The complication rate of 7.1% (7/98) and the revision rate of 5.1% (5/98) observed here correspond to those reported in the literature for stemless shoulder prostheses [10, 18, 19].

Wiater et al. [17] demonstrated no significant functional or clinical difference between stemmed and stemless shoulder prostheses in their prospective, blinded, randomized controlled trial. So do several current meta-analyses [11, 13, 14]. These data are also in line with the data collected in our study, showing the Simpliciti shoulder system to perform as well as stemmed prostheses at mid-term follow-up.

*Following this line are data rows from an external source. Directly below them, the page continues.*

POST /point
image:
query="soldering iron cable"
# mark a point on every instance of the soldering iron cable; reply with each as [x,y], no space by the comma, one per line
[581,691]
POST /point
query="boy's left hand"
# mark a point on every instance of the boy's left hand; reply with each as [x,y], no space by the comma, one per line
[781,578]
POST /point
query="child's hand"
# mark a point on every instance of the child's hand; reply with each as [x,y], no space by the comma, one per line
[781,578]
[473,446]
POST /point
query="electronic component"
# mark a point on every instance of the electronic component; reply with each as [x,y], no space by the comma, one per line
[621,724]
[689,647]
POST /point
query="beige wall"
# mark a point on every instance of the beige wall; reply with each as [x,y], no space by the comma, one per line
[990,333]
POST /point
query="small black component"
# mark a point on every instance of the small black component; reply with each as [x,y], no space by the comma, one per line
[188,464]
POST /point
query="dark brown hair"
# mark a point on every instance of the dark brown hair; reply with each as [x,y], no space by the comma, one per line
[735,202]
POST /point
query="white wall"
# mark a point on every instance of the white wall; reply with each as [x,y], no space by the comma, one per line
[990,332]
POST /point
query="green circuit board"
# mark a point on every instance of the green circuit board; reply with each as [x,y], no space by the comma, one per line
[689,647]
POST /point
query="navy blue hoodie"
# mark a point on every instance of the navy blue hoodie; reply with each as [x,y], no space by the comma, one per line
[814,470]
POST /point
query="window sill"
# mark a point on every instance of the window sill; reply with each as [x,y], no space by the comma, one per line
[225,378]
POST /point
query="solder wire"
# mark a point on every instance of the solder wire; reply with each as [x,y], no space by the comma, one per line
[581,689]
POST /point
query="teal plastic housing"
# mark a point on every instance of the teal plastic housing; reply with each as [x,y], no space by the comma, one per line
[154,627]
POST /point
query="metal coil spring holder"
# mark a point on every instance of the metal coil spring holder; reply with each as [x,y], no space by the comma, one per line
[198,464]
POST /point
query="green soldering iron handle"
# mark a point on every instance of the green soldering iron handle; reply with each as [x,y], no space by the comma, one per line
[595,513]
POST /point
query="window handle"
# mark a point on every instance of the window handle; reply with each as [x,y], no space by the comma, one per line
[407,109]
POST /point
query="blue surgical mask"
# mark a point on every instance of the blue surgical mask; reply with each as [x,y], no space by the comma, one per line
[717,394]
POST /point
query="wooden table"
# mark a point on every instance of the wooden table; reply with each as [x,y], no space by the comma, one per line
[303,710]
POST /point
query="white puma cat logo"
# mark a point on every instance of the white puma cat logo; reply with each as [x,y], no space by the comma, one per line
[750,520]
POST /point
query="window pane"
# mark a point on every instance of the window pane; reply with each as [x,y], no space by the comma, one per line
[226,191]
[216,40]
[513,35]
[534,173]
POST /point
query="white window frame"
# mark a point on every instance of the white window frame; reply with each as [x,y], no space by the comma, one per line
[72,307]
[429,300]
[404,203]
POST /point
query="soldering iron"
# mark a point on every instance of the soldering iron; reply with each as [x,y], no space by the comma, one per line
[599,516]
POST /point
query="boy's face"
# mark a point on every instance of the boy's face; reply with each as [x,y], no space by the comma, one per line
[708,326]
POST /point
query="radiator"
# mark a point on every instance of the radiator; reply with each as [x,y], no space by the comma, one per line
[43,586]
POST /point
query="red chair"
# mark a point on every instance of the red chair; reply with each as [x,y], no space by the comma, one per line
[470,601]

The study has some limitations. It was a single-center, retrospective study and there was no control group. Preoperative CS and nCS were only available for 88.2% (82/93) of the patients examined. The SSV and QDASH were only recorded postoperatively for all patients. However, in the 82 patients for whom preoperative score values (CS, nCS) existed, a significant increase in the score values was observed. Due to the study design, statements can only be made about the evaluated observation period.

Practical conclusion

  • In the mid-term follow-up of 4–8 years (71.5 ± 13.1 months) in the current study, the stemless Simpliciti shoulder prosthesis showed good to very good clinical and radiographic results, which correspond to those of shaft-guided shoulder prostheses.

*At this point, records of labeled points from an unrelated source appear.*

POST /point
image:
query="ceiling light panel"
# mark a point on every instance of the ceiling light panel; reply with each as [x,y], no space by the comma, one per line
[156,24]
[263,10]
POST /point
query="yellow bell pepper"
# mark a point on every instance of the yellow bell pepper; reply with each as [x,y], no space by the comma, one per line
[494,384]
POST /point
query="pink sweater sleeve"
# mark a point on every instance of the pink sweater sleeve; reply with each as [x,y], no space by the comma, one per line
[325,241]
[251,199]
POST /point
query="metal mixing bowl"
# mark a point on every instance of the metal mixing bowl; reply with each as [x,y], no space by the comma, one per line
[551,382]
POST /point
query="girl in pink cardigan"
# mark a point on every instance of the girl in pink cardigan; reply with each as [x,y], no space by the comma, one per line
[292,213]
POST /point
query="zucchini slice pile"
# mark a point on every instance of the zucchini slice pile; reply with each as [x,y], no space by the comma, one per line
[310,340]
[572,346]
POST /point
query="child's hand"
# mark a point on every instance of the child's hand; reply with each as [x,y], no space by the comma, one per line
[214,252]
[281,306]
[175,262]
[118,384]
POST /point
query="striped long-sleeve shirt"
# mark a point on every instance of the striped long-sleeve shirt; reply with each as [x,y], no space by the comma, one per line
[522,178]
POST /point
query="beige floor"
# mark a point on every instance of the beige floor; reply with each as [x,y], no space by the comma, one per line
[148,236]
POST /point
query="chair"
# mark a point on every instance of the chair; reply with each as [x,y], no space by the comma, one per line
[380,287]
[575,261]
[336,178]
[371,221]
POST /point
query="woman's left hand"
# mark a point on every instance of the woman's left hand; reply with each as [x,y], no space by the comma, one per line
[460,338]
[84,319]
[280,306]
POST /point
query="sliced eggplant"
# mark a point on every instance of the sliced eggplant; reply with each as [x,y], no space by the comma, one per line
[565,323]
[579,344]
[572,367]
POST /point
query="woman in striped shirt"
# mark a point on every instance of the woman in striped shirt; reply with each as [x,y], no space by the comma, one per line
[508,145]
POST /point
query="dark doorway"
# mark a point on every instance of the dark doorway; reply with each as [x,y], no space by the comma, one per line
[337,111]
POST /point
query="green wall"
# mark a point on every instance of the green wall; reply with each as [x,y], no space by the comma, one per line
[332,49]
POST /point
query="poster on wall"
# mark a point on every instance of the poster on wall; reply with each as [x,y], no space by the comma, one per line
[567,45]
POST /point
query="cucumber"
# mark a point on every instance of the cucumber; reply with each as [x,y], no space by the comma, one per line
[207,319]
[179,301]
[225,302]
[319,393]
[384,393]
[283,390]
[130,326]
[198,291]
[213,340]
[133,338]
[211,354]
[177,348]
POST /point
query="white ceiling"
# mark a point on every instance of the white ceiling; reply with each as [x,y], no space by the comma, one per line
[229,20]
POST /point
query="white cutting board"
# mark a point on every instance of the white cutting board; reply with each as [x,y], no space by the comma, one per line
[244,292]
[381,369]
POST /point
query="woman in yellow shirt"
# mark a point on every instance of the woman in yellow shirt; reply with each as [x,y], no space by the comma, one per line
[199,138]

  • The complication rate of stemless shoulder prostheses is low and shaft-associated complications can be avoided.

  • Bone resorption of unloaded bone of the humeral head was frequent but without any clinical impact.

  • The stemless Simpliciti shoulder prosthesis is a reliable therapeutic option for the prosthetic treatment of the shoulder joint, especially in young patients. Long-term results are still pending and must be the subject of further investigations.